Le délai de conservation des prompts dans les versions gratuites est très courte et varie d’un outil à l’autre. Certaines plateformes ou applications peuvent stocker localement l’historique des conversations sur votre appareil. Cela signifie que même si les données ne sont pas conservées sur les serveurs , elles peuvent être accessibles localement. Les paramètres de confidentialité de l’application ou de la plateforme que vous utilisez peuvent permettre l’accès à l’historique des conversations. Dans le cas d’une création amenée à être diffusée dans le cadre d’une campagne et/ou à être commercialisée, il est vivement conseillé de conserver l’historique de vos prompts.

11. Quelques conseils pour respecter les droits d’auteurs dans la création de contenus avec l’IA

En résumé, pour vous protéger au maximum dans le contexte actuel, voici quelques recommandations :

✔️Ne jamais mentionner explicitement un auteur ou une œuvre

✔️Utiliser comme références, des œuvres tombées dans le domaine public[3]

✔️Utiliser des visuels libres de droits patrimoniaux comme source d’inspiration

✔️Garder une trace détaillée du processus créatif, y compris les instructions données à l’IA et les modifications apportées aux résultats générés.

✔️Etre transparent sur l’utilisation de l’IA dans la création de l’œuvre.
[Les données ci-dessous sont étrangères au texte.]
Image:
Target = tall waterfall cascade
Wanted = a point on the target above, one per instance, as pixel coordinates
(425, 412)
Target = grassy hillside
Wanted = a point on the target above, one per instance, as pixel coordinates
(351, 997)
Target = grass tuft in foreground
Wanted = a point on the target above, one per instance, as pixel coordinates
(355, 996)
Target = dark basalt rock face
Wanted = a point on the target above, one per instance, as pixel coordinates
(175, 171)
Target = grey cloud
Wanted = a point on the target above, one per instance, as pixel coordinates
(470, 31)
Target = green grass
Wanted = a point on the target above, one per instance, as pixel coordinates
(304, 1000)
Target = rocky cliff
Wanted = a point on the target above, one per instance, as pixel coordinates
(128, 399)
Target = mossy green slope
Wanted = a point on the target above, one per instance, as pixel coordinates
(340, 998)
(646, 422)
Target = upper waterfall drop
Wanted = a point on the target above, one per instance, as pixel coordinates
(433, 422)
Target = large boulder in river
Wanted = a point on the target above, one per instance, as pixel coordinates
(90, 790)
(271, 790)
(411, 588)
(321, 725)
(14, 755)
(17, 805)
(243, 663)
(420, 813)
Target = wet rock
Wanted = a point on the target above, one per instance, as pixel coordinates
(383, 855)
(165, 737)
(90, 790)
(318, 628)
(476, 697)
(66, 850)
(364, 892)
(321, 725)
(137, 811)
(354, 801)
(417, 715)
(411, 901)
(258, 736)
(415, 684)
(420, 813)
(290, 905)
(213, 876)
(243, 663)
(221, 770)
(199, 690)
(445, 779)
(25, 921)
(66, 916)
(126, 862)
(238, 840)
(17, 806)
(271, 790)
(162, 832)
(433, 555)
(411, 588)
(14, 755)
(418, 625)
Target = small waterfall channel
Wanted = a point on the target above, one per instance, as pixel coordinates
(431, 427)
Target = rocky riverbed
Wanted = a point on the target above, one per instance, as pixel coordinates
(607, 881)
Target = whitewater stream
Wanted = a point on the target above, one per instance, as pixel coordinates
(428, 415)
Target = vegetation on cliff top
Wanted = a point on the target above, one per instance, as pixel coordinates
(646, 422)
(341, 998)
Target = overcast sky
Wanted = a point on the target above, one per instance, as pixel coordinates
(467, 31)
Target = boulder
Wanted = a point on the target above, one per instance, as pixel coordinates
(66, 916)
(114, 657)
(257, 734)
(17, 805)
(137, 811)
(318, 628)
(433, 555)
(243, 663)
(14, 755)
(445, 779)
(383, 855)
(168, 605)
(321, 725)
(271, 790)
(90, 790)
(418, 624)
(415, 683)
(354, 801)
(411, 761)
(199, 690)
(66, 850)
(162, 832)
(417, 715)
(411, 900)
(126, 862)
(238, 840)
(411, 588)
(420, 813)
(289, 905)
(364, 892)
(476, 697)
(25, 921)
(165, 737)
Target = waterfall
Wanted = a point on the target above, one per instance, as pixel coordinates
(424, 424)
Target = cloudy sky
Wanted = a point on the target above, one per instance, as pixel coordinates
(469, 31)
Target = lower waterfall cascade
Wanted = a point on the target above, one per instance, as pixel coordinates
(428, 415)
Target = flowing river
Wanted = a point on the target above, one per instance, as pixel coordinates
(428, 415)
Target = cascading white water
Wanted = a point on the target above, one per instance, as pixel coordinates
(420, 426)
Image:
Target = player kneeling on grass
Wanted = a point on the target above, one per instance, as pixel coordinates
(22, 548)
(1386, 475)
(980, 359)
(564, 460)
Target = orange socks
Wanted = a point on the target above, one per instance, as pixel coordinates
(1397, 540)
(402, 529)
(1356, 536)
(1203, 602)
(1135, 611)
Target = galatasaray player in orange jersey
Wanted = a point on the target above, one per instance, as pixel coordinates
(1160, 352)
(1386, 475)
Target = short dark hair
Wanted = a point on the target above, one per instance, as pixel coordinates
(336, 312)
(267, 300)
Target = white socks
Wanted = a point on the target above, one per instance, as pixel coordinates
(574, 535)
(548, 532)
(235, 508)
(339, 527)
Cela peut vous protéger contre d’éventuelles accusations de tromperie

✔️Ne pas se contenter du premier résultat et enchainer les prompts pour affiner votre processus créatif

✔️Intervenir sur les résultats générés pour ne pas laisser l’IA seule créative de vos contenus.

12. En tant qu’auteur ou autrice, puis-je demander à l’IA de ne pas se servir de mes œuvres dans la génération de nouveaux contenus ?

Cela intéressera tout particulièrement les artistes, graphistes, directeurs artistiques, photographes, auteurs et autrices de textes et toutes les personnes qui vivent de leurs créations.

Il existe une option d’Opt-out pour les œuvres existantes. Si vous ne souhaitez pas que vos oeuvres soient utilisées par des IA, faites connaître votre volonté sur votre site internet de manière appropriée aux éditeurs de ces IA. Lire à ce sujet : https://www.proteger-ses-creations.com/ia-droit-dauteur/

Sources

[1] sources : 11ème édition du Code ICC sur la publicité et la communication commerciale. Télécharger le code ICC : https://iccwbo.org/wp-content/uploads/sites/3/2024/09/ICC_2024_MarketingCode_2024.pdf

[2] Lire : https://www.imatag.com/fr/blog/loi-europeenne-sur-ia-etiquetage-obligatoire-contenu-genere-par-ia

[3] Depuis une directive européenne du 29 octobre 1993, et donc dans l’ensemble des pays membres de l’Union, les œuvres entrent dans le domaine public « soixante-dix ans après le décès de leur auteur ou, s’il s’agit d’une œuvre de collaboration, 70 ans à compter du décès du dernier auteur survivant ».Attention, les droits moraux ne sont pas limités dans le temps. Je ne peux donc faire ce que je veux avec une IA à partir d’une œuvre tombée dans le domaine public. Les droits moraux doivent absolument être respectés.